AF occurs when the electrical signals that control muscle contractions in the upper chambers (atria) of the heart become rapid sometimes causing these upper heart chambers to beat at a rate greater than 300 beats per minute. When the atria beat this fast, the heart muscle in the atrial walls can only quiver, so the atria cannot effectively pump blood to the lower chambers (ventricles). In atrial fibrillation, because the electrical activity is ever-changing and chaotic, the heart beat (pulse), which is controlled by the bottom chambers (ventricles), is usually irregular.  Not every electrical signal from the top chambers travels down to the ventricles, which is why the pulse that is heard in the chest or felt in the wrist or neck is not as fast as the activity in the top atrial chambers.  An irregular heartbeat usually is not a symptom of atrial flutter because the electrical activity in the atrial chambers is more regular, but still very fast.

How Common is AF?

AF is the most common heart rhythm disorder. An estimated 2.2 million people in the United States have AF, and approximately 160,000 new cases are diagnosed every year.

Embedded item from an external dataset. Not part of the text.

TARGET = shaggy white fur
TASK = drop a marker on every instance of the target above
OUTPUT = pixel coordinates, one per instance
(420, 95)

Who is Most Likely to Develop AF?

AF is uncommon among young people, and the likelihood of developing the condition increases with age. After age 65, between 3 percent and 5 percent of people have AF. Approximately 9 percent of people age 80 or older have the condition.

What Causes AF?

In many people, there is no apparent cause for AF. These individuals have what is called "lone" or idiopathic AF. In others, AF may be related to other medical conditions, such as: coronary artery disease (CAD), thyroid disease, high blood pressure (hypertension), structural defects of the heart and its valves, lung disease and other medical conditions.

What Is the Function of the Atria?

The right atrium receives returning blood that has circulated through the body and the left atrium receives oxygenated blood from the lungs. The atria act as priming pumps to send the blood to the lower chambers (ventricles). The ventricles are the main pumping chambers that pump the blood out of the heart and back to the lungs and the body.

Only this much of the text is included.